IA OAI interface

From e-mail dated 10/25/2007

Brewster-

Following up on our discussions last week --

We've done some preliminary OAI harvesting of IA/OCA site, and for us at
least, as you suggested, OAI-PMH makes more sense going forward than
continuing to try and use meta-manager for identifying digitized books
to capture or recapture from the Archive. We can use your data provider
as it is currently being run at the moment, but there are some issues
and inefficiencies involved. Specifically:

1) Use of OAI sets:

There appear to be OAI sets defined for the individual OCA contributors;
however, most of these OAI sets appear to be empty.

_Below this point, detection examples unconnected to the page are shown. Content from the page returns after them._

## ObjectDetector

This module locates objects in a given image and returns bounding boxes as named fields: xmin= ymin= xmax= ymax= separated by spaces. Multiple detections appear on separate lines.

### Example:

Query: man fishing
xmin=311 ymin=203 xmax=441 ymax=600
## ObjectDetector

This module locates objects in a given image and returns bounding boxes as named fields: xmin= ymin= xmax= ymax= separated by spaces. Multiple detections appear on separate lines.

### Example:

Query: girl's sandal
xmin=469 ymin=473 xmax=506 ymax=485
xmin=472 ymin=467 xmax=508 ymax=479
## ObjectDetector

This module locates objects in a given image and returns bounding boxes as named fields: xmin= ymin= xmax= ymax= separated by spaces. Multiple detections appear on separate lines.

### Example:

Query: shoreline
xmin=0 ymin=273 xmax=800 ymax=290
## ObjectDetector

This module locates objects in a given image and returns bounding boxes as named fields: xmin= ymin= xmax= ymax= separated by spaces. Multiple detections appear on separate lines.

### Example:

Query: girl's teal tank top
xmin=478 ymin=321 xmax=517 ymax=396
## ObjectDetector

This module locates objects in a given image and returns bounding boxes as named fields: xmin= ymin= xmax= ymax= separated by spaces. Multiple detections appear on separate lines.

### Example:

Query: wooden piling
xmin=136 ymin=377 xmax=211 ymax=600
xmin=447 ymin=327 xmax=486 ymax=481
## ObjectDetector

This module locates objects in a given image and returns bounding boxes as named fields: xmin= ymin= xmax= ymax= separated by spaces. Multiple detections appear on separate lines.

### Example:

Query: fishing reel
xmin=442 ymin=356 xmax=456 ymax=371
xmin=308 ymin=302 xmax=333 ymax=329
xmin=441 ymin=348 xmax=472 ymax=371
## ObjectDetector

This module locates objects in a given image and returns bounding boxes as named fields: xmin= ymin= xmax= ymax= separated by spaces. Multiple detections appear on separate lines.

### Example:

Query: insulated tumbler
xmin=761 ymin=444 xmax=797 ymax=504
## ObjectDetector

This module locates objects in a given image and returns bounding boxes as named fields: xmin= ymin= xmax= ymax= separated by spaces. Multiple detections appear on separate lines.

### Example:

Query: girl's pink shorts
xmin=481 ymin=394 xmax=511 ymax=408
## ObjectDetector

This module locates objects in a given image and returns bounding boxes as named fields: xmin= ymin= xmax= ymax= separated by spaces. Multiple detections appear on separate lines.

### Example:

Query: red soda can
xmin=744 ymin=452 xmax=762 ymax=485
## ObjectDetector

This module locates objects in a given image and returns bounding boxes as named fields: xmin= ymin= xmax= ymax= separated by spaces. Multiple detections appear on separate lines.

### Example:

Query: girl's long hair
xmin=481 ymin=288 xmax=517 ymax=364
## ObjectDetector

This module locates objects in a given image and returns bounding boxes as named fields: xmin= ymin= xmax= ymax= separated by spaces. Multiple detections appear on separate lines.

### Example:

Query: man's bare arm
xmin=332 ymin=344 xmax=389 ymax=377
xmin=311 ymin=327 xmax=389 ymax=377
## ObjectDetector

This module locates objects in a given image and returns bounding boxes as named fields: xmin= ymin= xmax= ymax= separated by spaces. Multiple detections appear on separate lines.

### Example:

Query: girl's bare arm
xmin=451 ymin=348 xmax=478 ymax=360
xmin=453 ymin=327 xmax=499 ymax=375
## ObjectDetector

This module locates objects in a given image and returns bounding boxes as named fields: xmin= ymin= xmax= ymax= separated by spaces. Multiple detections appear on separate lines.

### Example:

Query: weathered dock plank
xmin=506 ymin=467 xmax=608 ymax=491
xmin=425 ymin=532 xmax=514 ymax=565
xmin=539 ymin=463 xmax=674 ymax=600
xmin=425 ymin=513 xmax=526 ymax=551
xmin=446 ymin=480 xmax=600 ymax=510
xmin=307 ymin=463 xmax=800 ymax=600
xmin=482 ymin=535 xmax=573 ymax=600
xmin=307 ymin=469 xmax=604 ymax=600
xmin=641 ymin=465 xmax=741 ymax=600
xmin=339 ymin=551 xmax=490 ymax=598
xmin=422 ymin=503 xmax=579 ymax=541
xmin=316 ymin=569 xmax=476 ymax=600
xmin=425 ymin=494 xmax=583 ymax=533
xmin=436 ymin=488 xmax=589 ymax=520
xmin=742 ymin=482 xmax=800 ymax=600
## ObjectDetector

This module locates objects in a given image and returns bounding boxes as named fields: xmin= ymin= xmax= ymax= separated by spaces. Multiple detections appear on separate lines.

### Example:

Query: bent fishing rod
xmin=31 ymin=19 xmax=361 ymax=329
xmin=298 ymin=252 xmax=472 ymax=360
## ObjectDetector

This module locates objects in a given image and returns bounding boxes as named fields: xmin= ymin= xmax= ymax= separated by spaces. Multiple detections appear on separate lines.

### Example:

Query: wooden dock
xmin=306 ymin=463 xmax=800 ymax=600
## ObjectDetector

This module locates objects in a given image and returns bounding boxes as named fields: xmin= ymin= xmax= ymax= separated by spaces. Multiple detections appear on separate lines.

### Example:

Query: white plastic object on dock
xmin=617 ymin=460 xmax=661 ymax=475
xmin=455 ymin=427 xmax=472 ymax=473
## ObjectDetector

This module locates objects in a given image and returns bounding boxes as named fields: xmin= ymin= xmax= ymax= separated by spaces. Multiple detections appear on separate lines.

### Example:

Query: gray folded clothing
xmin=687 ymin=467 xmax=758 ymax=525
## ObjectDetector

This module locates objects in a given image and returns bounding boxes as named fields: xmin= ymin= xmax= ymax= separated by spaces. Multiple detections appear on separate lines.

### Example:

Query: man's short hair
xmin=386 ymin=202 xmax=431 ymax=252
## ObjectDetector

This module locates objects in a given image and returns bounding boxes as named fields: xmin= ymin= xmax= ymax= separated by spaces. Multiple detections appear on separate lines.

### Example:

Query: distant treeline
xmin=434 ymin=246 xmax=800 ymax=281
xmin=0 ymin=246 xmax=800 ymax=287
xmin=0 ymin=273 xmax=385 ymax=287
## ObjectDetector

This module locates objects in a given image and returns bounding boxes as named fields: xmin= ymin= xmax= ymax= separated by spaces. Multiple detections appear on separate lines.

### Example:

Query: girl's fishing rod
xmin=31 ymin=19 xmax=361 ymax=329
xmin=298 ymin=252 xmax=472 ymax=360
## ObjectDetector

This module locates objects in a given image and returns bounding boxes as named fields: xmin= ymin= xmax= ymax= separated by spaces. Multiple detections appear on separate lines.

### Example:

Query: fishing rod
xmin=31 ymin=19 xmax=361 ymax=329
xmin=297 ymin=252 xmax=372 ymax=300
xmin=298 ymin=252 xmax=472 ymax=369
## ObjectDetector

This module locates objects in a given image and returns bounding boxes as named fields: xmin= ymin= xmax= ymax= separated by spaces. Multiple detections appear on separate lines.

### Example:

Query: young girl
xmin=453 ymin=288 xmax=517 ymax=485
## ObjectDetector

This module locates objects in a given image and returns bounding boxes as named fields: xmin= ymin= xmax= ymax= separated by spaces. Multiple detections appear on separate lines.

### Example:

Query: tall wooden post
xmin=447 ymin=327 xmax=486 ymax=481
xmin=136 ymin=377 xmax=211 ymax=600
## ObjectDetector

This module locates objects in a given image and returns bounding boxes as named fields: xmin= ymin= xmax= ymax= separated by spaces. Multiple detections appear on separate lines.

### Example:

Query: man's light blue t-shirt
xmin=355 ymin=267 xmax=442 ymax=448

Thus, from:

http://www.archive.org/services/oai.php?verb=ListSets

there is a set with setSpec =
collection:university_of_illinois_urbana-champaign; however,

http://www.archive.org/services/oai.php?verb=ListRecords&metadataPrefix=oai_dc&set=collection:university_of_illinois_urbana-champaign

yields a <error code="noRecordsMatch">

From separate test harvesting it appears that most of the digitized
books from UIUC are members only of sets set=mediatype:texts and
set=collection:americana

For now we will harvest set=mediatype:texts, currently containing over
280,000 and filter for matching <dc:contributor> values
(value=University of Illinois Urbana-Champaign). This is not a serious
problem, but in the long-run, and to avoid overloading the
<dc:contributor> element, would be nice if associations to the
contributor-specific OAI sets could be established.

2) Location of files for downloading:

As we discussed the only URL in your OAI records is for the splash
screen at OCA. While this makes sense, it means that we have to assume
that "details" can safely be changed to "download" in the URL string to
get to the download directory. As long as that works, we're okay, but
may want to think about use of a second metadata format to deal with
this issue. See further discussion below.

3) Use of <dc:format>:

According to the DCMI one-to-one principle, since the identifier in your
metadata record points to the splash screen, your metadata record should
describe only the splash screen. The other formats of the intellectual
object should show in <dc:relation> field, i.e., dcq:isFormatOf in
qualified DC. However, no one follows the DCMI one-to-one rule in
practice, and <dc:format> is arguably more meaningful here than
<dc:relation>, at least in context of unqualified DC, so it makes sense.
Keep in mind, however, that some people may try to do machine processing
on the <dc:format> values -- e.g., in order to know if a b+w PDF exists,
dc:format=Grayscale LuraTech PDF in addition to dc:format=Standard
LuraTech PDF. That may or may not be a good thing from your standpoint.
Again, a 2nd OAI-PMH metadata format option as described below might be
the better way to go.

4) <dc:date> and <oai:datestamp>:

The only <dc:date> value in the sample of harvested records we've looked
at so far shows the publication date of the work. This is fine, but it
means that there's nothing in the metadata record that would change when
one of the component files changes (e.g. is updated). In theory this
means that <oai:datestamp> should not change just because you've redone
a derivative, e.g., re-OCR'd